Decorating an amphiphilic copolymer with the cell-penetrating peptide of Influenza A H1N1 spike protein harnesses the uptake efficacy of viruses on a simple and modulable scaffold. The bioconjugate showed enhanced uptake and high biocompatibility. • An amphiphilic block copolymer based on glycerol methacrylate were synthesized via RAFT polymerization. • Peptides derived from the spike protein of Influenza A H1N1 were grafted on the amphiphilic block copolymer to develop bioconjugates with enhanced cell penetration properties. • Transmission Electron Microscopy (TEM) and Dynamic Light Scattering (DLS) investigations showed that the bioconjugates self-assemble into nanoparticles in aqueous media. • The bioconjugates demonstrated biocompatibility on multiple cell lines. • Preliminary experiments demonstrated that one of the proposed bioconjugates enhanced cell penetration due to the peptide decoration.
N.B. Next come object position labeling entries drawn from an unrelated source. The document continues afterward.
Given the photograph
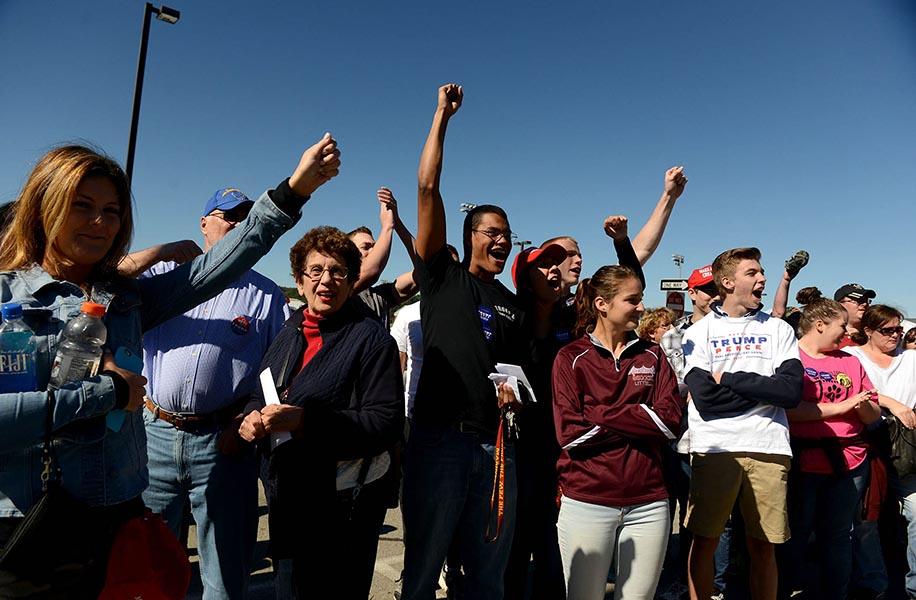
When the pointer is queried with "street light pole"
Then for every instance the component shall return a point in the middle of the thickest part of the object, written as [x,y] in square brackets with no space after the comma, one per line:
[171,16]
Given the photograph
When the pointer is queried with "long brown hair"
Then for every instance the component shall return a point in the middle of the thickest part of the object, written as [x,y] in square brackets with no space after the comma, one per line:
[821,309]
[44,204]
[605,283]
[876,316]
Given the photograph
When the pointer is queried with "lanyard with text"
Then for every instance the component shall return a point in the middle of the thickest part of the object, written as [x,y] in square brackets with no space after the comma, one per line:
[498,495]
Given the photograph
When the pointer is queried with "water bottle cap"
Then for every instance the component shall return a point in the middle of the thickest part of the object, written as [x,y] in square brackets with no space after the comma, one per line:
[10,311]
[93,309]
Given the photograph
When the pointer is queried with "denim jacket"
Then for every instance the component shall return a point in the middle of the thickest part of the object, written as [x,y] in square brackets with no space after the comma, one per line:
[100,466]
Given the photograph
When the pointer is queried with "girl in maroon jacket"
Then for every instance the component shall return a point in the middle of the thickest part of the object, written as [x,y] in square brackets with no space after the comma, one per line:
[615,403]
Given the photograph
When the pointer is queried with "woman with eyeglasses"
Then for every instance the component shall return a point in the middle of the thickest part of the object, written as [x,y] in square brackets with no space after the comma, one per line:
[338,377]
[893,373]
[830,459]
[909,339]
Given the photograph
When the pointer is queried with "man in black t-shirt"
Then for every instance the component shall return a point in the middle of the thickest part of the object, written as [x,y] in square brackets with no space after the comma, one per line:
[470,322]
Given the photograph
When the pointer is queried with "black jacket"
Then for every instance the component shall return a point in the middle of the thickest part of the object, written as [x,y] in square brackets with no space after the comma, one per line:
[352,392]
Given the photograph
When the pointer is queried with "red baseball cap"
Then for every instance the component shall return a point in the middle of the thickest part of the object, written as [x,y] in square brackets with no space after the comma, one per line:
[529,256]
[700,277]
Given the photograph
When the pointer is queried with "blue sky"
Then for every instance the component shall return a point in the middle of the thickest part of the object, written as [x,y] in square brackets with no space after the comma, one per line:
[796,121]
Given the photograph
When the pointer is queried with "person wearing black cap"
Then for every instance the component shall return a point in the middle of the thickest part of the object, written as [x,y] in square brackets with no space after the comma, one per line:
[856,300]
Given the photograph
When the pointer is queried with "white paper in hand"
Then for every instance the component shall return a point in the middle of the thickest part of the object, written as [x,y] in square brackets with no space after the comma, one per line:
[270,397]
[517,372]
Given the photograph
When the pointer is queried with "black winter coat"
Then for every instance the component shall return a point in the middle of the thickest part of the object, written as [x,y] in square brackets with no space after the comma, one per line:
[352,392]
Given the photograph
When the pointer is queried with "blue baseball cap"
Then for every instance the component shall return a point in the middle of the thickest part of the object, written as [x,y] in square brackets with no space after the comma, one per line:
[225,199]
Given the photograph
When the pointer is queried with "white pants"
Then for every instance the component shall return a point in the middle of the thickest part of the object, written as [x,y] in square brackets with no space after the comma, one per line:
[592,535]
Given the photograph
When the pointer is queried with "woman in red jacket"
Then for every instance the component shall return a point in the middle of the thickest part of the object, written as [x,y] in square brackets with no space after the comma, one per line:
[615,403]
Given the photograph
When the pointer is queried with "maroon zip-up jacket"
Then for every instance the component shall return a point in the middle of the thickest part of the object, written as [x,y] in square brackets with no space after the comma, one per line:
[613,415]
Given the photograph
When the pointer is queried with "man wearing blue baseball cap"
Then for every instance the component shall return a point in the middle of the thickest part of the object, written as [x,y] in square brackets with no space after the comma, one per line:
[201,368]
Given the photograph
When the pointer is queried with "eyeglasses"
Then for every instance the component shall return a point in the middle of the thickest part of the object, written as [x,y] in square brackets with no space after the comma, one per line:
[233,216]
[889,331]
[315,273]
[860,301]
[496,234]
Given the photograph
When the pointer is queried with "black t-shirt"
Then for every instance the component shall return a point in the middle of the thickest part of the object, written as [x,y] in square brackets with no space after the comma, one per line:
[468,326]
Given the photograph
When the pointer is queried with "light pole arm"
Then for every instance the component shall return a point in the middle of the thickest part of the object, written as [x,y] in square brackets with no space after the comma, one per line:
[138,91]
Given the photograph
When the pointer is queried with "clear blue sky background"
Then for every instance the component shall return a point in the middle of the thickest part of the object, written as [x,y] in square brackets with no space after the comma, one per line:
[795,120]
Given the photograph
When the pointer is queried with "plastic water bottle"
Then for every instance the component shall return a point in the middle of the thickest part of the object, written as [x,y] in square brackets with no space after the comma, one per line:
[80,349]
[17,352]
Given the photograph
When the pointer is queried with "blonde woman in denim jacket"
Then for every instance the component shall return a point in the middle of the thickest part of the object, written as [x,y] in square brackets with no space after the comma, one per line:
[71,225]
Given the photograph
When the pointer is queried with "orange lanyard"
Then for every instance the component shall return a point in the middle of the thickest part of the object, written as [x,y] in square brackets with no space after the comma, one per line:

Amphiphilic copolymers prepared by reversible addition-fragmentation chain-transfer (RAFT) polymerization are versatile and biocompatible scaffolds for multiple drug delivery applications. Decorating these structures with biomolecules and targeting moieties is a proven approach to enhance the cell uptake of polymers. In particular, spike proteins on the surface of the influenza A H1N1 virus are biomacromolecules highly evolved to promote cell adhesion and uptake, leading to effective cell-penetrating processes. We harnessed this uptake ability by selecting the peptide sequences responsible for the cell uptake and grafting them on a methacrylate copolymer. The adopted polymeric scaffold included glycerol, butyl, and N-hydroxy succinimide ester (NHS-ester) groups. This polymer resulted in a water-soluble and biocompatible structure. Moreover, the reactivity of NHS-ester units enabled the modular insertion of the peptide in post-polymerization reactions. Through this approach, we combined the cell penetration efficiency of influenza A H1N1 virus with the easy manipulation of polymers and small biomolecules. The resulting bioconjugate was demonstrated to be a modular, safe, and effective platform for potential intracellular delivery applications.